Activity ends before last event is processed: Unable to route event

82 views
Skip to first unread message

Vilius Panevėžys

unread,
Jun 27, 2011, 11:22:26 AM6/27/11
to mobicent...@googlegroups.com
Hello all,
we're having an issue with a RA which basically sends a request as requested by
SBB and routes the response as event.

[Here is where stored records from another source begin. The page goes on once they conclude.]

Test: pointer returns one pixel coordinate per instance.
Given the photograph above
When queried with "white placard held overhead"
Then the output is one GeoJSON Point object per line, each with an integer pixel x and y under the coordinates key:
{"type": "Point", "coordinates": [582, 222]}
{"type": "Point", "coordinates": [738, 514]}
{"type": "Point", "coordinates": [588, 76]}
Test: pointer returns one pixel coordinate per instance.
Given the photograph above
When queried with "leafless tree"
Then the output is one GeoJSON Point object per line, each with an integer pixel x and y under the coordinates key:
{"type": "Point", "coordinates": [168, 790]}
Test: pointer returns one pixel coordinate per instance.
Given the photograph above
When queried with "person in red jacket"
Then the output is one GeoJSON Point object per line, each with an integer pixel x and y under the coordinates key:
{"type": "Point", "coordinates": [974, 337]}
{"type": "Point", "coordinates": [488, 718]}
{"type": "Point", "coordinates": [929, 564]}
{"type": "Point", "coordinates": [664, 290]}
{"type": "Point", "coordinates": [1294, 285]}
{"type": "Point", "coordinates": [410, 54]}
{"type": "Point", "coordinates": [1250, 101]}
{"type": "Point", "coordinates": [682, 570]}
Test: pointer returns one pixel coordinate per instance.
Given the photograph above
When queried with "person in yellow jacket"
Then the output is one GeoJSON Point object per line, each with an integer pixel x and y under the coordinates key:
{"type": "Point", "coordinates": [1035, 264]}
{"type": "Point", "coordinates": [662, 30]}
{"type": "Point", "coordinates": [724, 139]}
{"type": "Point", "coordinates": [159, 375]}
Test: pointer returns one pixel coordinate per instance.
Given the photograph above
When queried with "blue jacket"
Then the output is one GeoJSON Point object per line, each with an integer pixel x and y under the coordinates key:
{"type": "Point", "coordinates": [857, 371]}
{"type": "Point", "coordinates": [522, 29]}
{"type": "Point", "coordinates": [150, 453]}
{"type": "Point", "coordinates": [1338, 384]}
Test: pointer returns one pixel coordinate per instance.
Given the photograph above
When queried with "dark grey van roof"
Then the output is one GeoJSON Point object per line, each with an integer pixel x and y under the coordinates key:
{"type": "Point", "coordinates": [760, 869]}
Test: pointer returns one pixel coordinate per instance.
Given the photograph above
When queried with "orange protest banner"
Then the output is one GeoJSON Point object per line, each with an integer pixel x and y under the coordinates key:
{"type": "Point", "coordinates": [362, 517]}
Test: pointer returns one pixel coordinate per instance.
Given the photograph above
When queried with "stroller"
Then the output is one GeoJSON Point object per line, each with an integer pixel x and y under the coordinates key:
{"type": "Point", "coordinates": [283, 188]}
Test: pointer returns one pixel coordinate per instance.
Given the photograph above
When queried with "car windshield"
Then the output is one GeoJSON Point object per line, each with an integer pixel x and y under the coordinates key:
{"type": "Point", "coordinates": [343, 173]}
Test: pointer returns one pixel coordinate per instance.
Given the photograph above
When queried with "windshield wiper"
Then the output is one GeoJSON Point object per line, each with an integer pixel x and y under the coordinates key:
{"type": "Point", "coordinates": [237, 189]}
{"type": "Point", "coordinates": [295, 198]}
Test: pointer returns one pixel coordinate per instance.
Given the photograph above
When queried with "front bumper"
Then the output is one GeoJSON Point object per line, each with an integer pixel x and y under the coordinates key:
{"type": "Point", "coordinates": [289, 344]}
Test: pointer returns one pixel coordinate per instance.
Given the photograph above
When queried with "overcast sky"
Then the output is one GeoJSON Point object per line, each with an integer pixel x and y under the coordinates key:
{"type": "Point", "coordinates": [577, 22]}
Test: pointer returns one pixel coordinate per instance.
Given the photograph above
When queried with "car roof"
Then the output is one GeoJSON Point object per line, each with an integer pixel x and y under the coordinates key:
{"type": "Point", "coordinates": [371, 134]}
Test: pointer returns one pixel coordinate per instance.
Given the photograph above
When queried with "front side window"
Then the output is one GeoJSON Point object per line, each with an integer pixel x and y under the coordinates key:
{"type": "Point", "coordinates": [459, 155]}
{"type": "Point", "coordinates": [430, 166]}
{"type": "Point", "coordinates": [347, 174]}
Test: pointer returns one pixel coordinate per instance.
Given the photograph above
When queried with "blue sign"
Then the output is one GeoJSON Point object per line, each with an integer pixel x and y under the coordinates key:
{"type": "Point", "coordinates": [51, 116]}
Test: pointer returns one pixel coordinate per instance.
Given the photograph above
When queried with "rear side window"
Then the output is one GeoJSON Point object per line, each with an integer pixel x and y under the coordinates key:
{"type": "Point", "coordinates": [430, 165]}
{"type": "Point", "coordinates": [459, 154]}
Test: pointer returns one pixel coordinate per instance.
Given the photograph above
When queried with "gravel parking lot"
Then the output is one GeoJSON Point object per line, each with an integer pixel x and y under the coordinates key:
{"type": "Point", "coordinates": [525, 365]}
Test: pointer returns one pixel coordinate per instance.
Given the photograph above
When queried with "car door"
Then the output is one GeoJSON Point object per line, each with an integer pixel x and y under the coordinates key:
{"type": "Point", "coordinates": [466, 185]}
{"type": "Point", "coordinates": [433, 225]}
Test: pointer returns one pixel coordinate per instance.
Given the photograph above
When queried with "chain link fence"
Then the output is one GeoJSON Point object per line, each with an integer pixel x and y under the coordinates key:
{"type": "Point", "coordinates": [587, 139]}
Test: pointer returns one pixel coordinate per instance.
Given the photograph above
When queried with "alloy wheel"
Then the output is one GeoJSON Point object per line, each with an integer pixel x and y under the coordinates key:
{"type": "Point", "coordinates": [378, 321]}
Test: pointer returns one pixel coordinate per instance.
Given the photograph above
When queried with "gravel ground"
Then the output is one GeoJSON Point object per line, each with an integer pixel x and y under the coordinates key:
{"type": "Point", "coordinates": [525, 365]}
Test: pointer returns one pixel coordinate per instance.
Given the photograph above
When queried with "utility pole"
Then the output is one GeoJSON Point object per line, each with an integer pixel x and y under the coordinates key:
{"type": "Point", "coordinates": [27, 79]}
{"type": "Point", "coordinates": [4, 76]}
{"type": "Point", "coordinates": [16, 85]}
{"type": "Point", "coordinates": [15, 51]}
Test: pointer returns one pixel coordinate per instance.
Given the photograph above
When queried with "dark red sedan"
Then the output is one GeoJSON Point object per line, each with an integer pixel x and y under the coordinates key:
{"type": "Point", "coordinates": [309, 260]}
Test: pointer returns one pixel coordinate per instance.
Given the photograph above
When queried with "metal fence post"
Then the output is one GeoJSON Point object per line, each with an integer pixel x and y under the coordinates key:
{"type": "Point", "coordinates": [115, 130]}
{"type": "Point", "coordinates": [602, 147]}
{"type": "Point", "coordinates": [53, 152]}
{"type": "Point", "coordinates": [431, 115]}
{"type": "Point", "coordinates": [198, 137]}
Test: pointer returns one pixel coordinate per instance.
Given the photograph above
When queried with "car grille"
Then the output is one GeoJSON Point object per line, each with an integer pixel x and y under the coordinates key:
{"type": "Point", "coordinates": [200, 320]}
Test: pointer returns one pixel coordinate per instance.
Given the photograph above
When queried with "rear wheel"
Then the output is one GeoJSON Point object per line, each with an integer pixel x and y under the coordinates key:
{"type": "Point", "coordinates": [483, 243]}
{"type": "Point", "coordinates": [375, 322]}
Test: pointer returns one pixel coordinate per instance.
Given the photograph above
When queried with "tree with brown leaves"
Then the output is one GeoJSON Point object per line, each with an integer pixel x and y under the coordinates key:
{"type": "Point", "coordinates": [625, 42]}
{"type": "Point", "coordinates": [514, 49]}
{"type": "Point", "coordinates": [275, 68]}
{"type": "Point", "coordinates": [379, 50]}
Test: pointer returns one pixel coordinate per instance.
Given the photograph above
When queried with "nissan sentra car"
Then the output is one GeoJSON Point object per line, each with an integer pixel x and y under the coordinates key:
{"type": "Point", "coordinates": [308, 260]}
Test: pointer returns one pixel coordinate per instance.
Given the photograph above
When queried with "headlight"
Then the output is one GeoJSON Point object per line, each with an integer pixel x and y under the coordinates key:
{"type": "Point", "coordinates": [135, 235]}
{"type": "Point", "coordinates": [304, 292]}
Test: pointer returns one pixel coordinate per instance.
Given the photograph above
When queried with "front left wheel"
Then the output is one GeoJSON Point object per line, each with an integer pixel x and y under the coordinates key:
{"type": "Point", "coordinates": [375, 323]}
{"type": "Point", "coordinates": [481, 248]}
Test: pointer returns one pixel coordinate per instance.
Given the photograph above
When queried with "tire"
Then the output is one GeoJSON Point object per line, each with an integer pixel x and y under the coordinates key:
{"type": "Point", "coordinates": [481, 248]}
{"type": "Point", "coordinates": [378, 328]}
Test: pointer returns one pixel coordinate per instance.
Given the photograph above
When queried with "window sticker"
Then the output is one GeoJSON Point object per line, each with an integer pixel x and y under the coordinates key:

Activity ending logic is similar to HTTP
client RA: response event is fired followed by call to endActivity from the same
thread.

Under approximately 30 requests per second errors like

======
2011-06-27 12:34:55,484 ERROR
[org.mobicents.slee.runtime.eventrouter.routingtask.EventRoutingTaskImpl] Unable
to route event EventContext[event type id =
EventTypeID[name=...,vendor=...,version=1.0] , event = ... , local ac = ... ,
address = null , serviceID = null]. The activity context is gone
======

start to show up in the server.log. Log shows that the response event has been
fired, then endActivity has been invoked, followed by activityEnded callback
(less than 100 ms after invoking endActivity). After that ER complains being
unable to route the event. This leaves the impression that the activity has been
ended before the event has been processed, which was fired before invoking
endActivity. However, I would expect the ActivityEndEvent to be queued after the
event that has been fired before invoking endActivity.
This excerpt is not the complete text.